At the end of experiment, blood samples were collected from 18 birds in each treatment (6 birds from each replicate). Blood was collected from the jugular vein (Al-Daraji et al., 2008) to ensure a free flow. A pooled blood sample for each replicate per treatment was analysed for serum chemistry traits. After overnight clotting at 4 °C, the samples were centrifuged for 20 min at 4000 x g. The separated serum was transferred to a laboratory and was analysed for glucose, total protein, cholesterol, total lipids, triglycerides, calcium and phosphorus concentrations. Blood traits measured in this study were analysed according to the standard methods as reported by Al-Daraji et al. (2008).

On day 42 after hatching, feed was withdrawn overnight from all birds to facilitate gut clearance. After that the birds were weighed to obtain live body weight. The birds were then slaughtered, defeathered and processed (removal of gastrointestinal tract). The carcasses were stored at 4 °C for 24 h, and then weighed.

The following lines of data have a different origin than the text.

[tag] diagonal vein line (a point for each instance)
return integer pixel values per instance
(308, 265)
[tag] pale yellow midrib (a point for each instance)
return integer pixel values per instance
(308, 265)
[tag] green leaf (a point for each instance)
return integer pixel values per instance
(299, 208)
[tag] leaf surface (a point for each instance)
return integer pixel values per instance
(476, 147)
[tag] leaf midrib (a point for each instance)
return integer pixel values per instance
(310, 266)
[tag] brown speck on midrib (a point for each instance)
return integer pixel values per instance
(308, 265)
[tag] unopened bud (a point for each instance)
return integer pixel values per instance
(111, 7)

The carcasses were dissected and the weights of the liver, heart, gizzard, breast, legs, backbone, wings, neck and abdominal fat were obtained to determine the relative percentages of these carcass components.

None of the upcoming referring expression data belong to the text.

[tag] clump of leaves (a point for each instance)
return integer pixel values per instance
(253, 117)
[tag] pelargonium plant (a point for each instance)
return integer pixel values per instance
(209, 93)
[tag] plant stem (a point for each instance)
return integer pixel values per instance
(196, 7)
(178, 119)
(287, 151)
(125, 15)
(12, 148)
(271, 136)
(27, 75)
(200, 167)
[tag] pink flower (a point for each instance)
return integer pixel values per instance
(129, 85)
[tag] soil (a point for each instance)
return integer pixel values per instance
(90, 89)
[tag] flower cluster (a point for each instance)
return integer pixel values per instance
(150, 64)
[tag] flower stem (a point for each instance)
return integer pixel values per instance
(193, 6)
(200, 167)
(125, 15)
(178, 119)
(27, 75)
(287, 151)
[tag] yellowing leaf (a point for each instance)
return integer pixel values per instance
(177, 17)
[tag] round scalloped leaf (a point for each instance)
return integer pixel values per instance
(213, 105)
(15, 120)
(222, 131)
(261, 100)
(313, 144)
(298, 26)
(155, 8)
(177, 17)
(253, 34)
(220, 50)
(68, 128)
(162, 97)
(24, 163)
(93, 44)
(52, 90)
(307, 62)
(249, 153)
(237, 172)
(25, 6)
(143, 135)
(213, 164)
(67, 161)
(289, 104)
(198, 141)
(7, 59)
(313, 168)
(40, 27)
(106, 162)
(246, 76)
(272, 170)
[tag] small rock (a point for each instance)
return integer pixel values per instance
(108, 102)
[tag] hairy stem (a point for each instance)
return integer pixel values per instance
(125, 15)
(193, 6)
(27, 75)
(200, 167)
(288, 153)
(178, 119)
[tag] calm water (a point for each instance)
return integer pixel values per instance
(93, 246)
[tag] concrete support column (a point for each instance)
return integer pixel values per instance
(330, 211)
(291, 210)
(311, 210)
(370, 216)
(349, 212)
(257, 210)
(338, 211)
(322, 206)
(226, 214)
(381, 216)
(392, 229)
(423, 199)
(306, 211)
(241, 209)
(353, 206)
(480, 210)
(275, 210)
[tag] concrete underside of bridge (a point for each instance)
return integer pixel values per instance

Statistical analysis was carried out using a complete randomized design (Steel & Torrie, 1980). These data were subjected to ANOVA according to GLM procedure of SAS software (SAS, 2000). The significant differences among means were determined by using Duncan's multiple range test. Differences among treatment means were compared at P <0.05.


Results and Discussion

The effects of in ovo injection with different amounts of arginine at 0 day of age on hatchability rate are presented in Table 1. In ovo injection with 1%, 2% or 3% L-arginine increased (P <0.05) the hatchability rate compared with the control. However, there was no significant difference in hatchability rate between T2 and T3. Initial body weight (7 days of age) and final body weight (42 days), as well as feed intake, weight gain and feed conversion from hatching to 6 weeks as affected by in ovo injection with arginine, are shown in Table 1. Results revealed that chicks produced from eggs injected with L-arginine, especially at levels 2% and 3%, were heavier (P <0.05) in body weight at day 7 and at 6 weeks and showed higher weight gains (P <0.05) from hatch to 6 weeks than those produced from the eggs in the control. The best results of feed conversion during 0 - 6 weeks were realized in chicks hatched from eggs injected with L-arginine (P <0.05) compared with those hatched from control eggs. Treatment had no effect on feed intake between 0 and 6 weeks. Furthermore, there were no differences between T2 and T3 concerning initial body weight, final body weight or weight gain, while the T3 group had an improved feed conversion. Serum glucose, total protein, cholesterol, total lipids, triglycerides, calcium and phosphorus concentrations of chicks at 6 weeks differed (P <0.05) in the various treatments (Table 2).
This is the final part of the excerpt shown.